I still know I am no where near getting to a place where I have accepted that I am not an awful person. However, I don’t feel that I made the right decisions for myself these past few days.
Honestly, I have been wondering about this hangout i just had. I invited a bunch of people to come and some couldn’t make it but a lot of them did which was great. I didn’t get to hang out with them all but I got to talk to most of them. The issue is the two people I wasn’t sure about inviting. I didn’t invite one person because she has never been genuinely nice to me or initiated conversation that didn’t benefit her or interest her. I remember trying to have a conversation with her multiple times and she just wouldn’t have it. Now that I am working on the same production she is, it is like she is trying be nice. The awkward thing now is that I am relatively good with everyone in the cast minus three of them, her included. I just don’t get a “good” vibe from being around her, she makes the good juju go down for me.
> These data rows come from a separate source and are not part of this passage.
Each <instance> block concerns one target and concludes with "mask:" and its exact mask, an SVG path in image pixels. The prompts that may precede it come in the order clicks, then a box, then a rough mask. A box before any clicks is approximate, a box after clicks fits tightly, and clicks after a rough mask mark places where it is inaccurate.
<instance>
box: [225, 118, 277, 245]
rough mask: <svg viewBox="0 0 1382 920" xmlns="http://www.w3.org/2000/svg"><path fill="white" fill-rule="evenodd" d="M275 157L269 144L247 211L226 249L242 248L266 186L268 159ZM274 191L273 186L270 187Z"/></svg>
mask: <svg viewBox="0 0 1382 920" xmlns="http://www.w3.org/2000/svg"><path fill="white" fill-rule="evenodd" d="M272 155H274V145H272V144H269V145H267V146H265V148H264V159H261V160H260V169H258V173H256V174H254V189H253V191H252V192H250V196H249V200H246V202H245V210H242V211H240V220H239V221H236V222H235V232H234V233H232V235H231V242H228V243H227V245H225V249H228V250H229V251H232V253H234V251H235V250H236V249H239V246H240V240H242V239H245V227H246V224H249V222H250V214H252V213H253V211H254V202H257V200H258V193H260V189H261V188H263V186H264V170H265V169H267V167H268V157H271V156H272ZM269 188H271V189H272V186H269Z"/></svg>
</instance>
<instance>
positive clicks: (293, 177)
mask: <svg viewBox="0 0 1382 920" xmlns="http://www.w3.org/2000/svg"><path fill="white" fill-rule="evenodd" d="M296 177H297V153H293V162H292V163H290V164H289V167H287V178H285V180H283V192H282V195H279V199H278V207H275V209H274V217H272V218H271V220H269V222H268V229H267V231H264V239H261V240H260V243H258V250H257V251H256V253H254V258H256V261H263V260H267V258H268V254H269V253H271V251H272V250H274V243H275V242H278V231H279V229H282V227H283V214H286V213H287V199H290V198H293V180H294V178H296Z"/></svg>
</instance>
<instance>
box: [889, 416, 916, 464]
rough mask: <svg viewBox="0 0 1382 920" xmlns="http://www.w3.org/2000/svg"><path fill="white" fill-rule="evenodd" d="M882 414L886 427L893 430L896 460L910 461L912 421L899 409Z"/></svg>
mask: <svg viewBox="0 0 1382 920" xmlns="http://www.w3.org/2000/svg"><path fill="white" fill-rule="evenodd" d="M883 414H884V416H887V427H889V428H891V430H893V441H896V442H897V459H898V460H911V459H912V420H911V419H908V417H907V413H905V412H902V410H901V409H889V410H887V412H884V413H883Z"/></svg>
The other person I hadn’t invited is her best friend and they practically go everywhere together. I honestly wouldn’t have minded her going but knew she would have invited the girl above.
I think it might be karma or something since the two ended up coming to eat with all of us. Now, I never said that someone couldn’t come. I always said that the lunch was open for everyone and I wonder if they both will think that I excluded them on purpose. Which, in a sense, I did, but it wasn’t intentional that I didn’t want to be around them. If the past were different or if I were on good terms with them, However, it wasn’t and I guess you can argue that it was intentional, but I never closed off someone from coming.
I need to know: Does this make me an awful person?
I think I am an awful person because I don’t feel good with interaction with people and this just didn’t do it for me. I feel as though I have nothing in life that is so exciting for me at this point, right now. Am I just in a rut?